IBM’s AS 400 (nee System 38; now a component of the iSeries (they changed the name again to “IBM i”)) has elements of capabilities in the hardware. In particular it has memory in which some 64 bit words (128 bits now) may be marked as capabilities in order to prevent user access to the bits of these capabilities thus preventing counterfeit capabilities. It is many years since I knew a bit about the system 38. I think that there were user mode instructions to load memory capabilities into addressing registers and these registers provided access to yet more memory. Protection of these capabilities from corruption is at the bottom level of system integrity. Reading the recent architecture overview leads me to speculate that the technology-independent machine interface (TIMI) is trusted to emit distinguished load and store commands for access to the special words that hold capabilities. The hardware protection is necessary for efficiency for there is no logic in TIMI to remember which big words hold capabilities. Addresses are formed by the logic of untrusted HILI (HI Level Instructions) code. The translation by TIMI from HILI to the real instructions is without benefit of a theory of types in RAM. Which registers held addresses derived from capabilities, is the business of the translator. I think that there are user mode commands in HILI to safely interconvert words between capabilities and data. The hardware verifies that the capability loads and stores access only capability words and the same for data.
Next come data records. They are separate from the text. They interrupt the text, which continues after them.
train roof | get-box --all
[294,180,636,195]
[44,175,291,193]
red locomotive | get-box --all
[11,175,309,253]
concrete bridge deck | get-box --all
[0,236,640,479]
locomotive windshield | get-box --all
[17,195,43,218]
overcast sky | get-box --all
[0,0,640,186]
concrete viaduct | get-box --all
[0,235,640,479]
I don’t like mixing capabilities with data. It works but too many familiar patterns are damaged. No longer can you blindly copy regions of memory; you must feel for the capabilities and use other instructions to copy them. I suppose that traps can ease the cost of testing, but not the cost of encountering them. No longer can you merely swap out a page, for the special words must preserve their specialness. The one fundamental advantage for intermixed capabilities that I am aware of is that data structures, ala C’s struct can include capabilities. This is a natural and useful thing to do, but I think it is not worth the cost. See this.
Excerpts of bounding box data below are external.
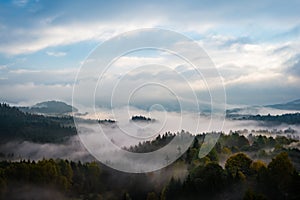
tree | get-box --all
[268,152,299,194]
[147,192,158,200]
[225,153,252,178]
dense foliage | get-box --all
[0,103,76,143]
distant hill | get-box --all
[266,99,300,110]
[19,101,78,115]
[0,103,76,144]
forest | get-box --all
[0,103,76,143]
[0,133,300,200]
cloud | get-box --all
[46,51,67,57]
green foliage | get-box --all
[0,104,76,143]
[225,153,252,178]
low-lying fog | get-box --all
[0,109,300,166]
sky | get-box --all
[0,0,300,108]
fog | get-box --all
[0,109,300,167]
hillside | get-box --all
[19,101,77,115]
[0,104,76,143]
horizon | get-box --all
[0,0,300,106]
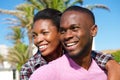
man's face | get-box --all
[32,19,60,56]
[60,11,94,56]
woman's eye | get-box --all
[60,29,65,34]
[32,34,36,39]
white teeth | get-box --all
[67,43,75,46]
[39,45,47,49]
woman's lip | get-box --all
[39,45,48,52]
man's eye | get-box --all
[42,31,49,35]
[71,26,79,31]
[32,34,36,39]
[60,29,66,34]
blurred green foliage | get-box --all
[112,50,120,63]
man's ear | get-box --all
[91,24,98,37]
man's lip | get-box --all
[64,41,78,50]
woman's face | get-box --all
[32,19,60,56]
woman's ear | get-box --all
[91,24,98,37]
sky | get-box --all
[0,0,120,50]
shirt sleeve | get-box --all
[92,51,113,69]
[20,63,33,80]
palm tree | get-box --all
[6,43,30,70]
Pure software capability systems, and some hardware capability systems, segregate capabilities in their own pages. Keykos runs on conventional (non-capability) hardware. In Keykos capability pages are smaller than data pages and are pure software constructs called nodes. In the Plessey 250 capabilities live in standard hardware defined pages and the page map provides access to such pages only as capabilities. As an additional protection capabilities were stored with a different parity than data.
Here is a cryptographic proposal to mix data with capabilities.
Ronald Pose’s later designs.
Segregating capabilities from data in registers is independent from segregating them in memory. There are all four possible system designs.